During the summer of 2008, the Egyptian workers applied the organophosphorus pesticide, chlorpyrifos, to the cotton fields prior to the αCM application.Farahat et al. (2011) estimated chlorpyrifos exposures in these workers using urinary TCPy as a biomarker for chlorpyrifos. During the chlorpyrifos application,Farahat et al. (2011) reported peak urinary TCPy levels on July 10 in field station 1 (mean 1401)2, median 10505 ug/g creatinine). This peak median urinary TCPy level corresponds to estimated internal chlorpyrifos dose of 578.4 ug/kg/day. The peak median αCM doses estimated in the present study (1.52 µg/ kg BW/day) are several orders of magnitude lower than the estimated chlorpyrifos doses in this cohort. The route of exposure for chlorpyrifos in this occupational setting is primarily dermal (Fenske 2012) and because the application method for both insecticides is the same (backpack mistblower sprayers), it is plausible that the primary route of exposure for aCM in this study is also dermal. Human dosing studies have shown that there are differences between the elimination half-life and the dermal adsorption for CPF and aCM.Griffin et al. (1999) and Meuling et al. (2005) both reported average CPF elimination half-lives of 41h hours and ~1% adsorption, based upon the recovery of the applied dose as urinary metabolites and the amount of chlorpyrifos recovered from the skin subtracted from the amount applied to the skin. Two human dosing studies with aCM and cypermethrin calculated an elimination half-life range of 8–22 hours after the application of a single dermal dose, and ~0.1% of the applied dose was recovered as urinary metabolite DCCA (Eadsforth et al., 1988; Woollen et al., 1992). The variance between the half-life and the absorption of CPF and aCM can explain, in part, why the levels of the aCM urinary metabolites cis-DCCA and 3-PBA did not reach the exceedingly high levels as seen for the CPF urinary metabolite TCPy.

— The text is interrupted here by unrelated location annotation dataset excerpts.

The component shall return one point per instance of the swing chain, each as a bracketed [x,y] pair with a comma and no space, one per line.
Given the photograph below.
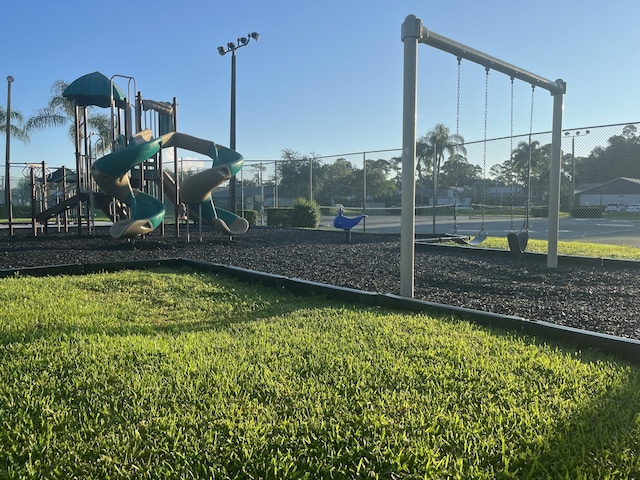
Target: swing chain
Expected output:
[484,153]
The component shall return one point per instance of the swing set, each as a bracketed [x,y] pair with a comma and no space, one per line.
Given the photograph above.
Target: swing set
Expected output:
[413,33]
[517,239]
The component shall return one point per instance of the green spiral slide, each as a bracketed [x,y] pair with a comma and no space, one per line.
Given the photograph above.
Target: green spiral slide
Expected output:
[147,212]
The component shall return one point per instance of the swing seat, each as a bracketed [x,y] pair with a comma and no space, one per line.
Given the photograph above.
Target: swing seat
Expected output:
[518,242]
[477,240]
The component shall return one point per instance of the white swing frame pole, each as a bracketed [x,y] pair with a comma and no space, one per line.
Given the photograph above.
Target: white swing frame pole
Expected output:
[413,33]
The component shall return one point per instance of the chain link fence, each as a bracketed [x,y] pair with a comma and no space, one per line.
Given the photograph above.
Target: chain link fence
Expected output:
[498,185]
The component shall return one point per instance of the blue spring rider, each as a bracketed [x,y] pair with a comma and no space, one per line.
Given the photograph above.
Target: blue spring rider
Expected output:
[346,223]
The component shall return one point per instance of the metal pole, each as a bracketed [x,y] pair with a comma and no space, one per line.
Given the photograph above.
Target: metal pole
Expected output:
[8,197]
[364,190]
[232,140]
[310,179]
[463,51]
[554,187]
[573,171]
[411,29]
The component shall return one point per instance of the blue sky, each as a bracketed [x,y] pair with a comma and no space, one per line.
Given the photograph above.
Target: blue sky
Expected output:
[325,76]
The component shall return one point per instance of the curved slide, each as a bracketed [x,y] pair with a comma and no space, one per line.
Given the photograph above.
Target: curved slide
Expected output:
[111,174]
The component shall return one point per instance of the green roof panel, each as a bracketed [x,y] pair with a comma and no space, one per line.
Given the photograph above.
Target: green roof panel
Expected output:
[92,89]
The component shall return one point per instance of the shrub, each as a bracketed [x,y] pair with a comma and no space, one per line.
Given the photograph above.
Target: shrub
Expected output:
[250,216]
[279,217]
[305,213]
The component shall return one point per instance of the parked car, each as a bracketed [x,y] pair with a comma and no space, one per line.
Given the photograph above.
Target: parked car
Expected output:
[633,208]
[614,207]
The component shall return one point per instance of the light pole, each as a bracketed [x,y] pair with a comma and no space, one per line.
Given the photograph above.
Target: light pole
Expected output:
[573,136]
[232,47]
[8,200]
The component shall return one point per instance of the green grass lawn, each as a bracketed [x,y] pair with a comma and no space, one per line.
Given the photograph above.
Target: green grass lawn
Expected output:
[162,374]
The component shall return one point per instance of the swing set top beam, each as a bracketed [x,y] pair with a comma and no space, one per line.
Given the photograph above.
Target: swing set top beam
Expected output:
[412,27]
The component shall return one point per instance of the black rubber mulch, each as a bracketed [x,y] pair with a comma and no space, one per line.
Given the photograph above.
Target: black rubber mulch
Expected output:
[601,298]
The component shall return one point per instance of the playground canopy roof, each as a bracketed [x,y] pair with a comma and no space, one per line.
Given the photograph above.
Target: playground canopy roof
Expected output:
[93,89]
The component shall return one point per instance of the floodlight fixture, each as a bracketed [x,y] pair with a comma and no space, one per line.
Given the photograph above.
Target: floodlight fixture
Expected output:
[232,47]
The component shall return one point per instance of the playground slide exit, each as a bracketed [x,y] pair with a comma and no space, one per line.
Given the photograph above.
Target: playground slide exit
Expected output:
[111,174]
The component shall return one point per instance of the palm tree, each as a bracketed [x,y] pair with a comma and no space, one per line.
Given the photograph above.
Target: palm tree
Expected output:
[17,131]
[433,147]
[60,111]
[530,162]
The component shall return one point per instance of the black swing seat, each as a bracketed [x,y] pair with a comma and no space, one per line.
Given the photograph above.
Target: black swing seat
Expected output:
[477,240]
[518,242]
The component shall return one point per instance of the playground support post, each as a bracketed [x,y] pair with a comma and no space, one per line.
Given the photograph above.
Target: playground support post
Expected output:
[554,182]
[8,200]
[410,35]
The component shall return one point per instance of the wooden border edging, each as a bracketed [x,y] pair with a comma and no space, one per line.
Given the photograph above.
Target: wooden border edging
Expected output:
[626,348]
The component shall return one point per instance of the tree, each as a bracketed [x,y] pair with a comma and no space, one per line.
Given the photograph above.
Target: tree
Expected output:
[620,158]
[431,150]
[17,131]
[531,163]
[60,111]
[295,171]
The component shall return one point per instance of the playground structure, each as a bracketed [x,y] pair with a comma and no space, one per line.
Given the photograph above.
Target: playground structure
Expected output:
[130,184]
[413,33]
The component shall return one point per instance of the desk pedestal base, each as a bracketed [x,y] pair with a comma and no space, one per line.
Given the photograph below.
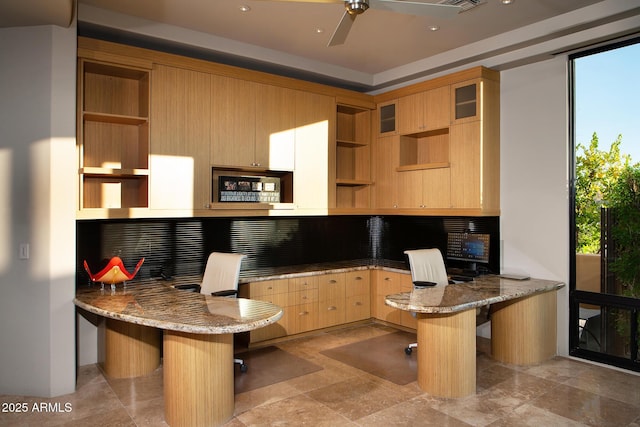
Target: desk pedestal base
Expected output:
[523,331]
[129,350]
[447,353]
[198,379]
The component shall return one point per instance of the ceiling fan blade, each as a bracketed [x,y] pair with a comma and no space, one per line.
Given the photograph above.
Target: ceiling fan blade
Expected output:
[416,8]
[311,1]
[342,30]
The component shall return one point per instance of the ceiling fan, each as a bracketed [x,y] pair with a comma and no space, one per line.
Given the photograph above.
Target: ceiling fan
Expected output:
[354,8]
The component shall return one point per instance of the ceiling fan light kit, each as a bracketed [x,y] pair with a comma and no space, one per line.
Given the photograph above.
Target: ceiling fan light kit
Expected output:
[354,8]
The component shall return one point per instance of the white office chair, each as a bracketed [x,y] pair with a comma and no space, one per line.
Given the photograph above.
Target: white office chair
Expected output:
[427,265]
[221,279]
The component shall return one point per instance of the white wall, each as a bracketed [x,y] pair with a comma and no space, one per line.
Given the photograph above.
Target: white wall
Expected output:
[534,190]
[37,193]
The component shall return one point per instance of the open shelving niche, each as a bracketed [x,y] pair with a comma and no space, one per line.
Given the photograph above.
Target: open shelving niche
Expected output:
[424,150]
[353,157]
[114,136]
[284,187]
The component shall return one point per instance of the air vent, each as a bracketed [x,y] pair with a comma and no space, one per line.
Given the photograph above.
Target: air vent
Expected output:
[464,4]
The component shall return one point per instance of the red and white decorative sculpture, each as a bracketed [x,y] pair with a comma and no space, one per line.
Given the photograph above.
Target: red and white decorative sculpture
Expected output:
[114,272]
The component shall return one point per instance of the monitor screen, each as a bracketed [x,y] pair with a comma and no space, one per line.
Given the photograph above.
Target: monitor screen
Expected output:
[472,247]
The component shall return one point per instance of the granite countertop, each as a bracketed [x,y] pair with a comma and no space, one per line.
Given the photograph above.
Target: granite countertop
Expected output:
[157,304]
[456,297]
[303,270]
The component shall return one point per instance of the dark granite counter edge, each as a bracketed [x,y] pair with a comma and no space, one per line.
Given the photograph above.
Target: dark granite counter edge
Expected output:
[288,272]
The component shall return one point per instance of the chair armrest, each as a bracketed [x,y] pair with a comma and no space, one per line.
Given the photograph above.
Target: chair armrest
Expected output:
[226,293]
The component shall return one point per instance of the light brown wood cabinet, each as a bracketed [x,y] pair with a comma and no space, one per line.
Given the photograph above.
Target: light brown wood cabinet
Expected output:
[311,302]
[314,186]
[385,283]
[180,131]
[275,292]
[353,157]
[475,146]
[331,300]
[386,113]
[113,134]
[423,111]
[386,159]
[357,296]
[448,148]
[252,124]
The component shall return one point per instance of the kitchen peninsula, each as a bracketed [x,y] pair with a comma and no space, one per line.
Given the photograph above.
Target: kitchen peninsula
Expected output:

Several in vitro studies have shown that metabolism of pyrethroids is mediated by carboxylesterases (Crow et al., 2007; Nishi et al., 2006; Ross et al., 2006). Crow et al. 2007 demonstrated that the activity of human carboxylesterase 1 and 2 (hCE1 and hCE2) is inhibited after treatment with chlorpyrifos-oxon, the active metabolite of chlorpyrifos, and metabolism assays indicate that hydrolysis of trans-permethrin is inhibited by chlorpyrifos-oxon in human liver fractions (Choi et al., 2004). The Egyptian agriculture workers were spraying chlorpyrifos for up to 17 days just prior to the application of αCM on the cotton fields. Thus, there is potential for interactions in the metabolism of chlorpyrifos and αCM in vivo. Prior exposure to chlorpyrifos could inhibit the carboxylesterases ability to detoxify αCM, thereby altering the pharmacokinetic and toxic potential of αCM. Future studies designed to assess the interactive effects of these two classes of insecticides will be critical in examining the impact of combined and sequential exposures on human health.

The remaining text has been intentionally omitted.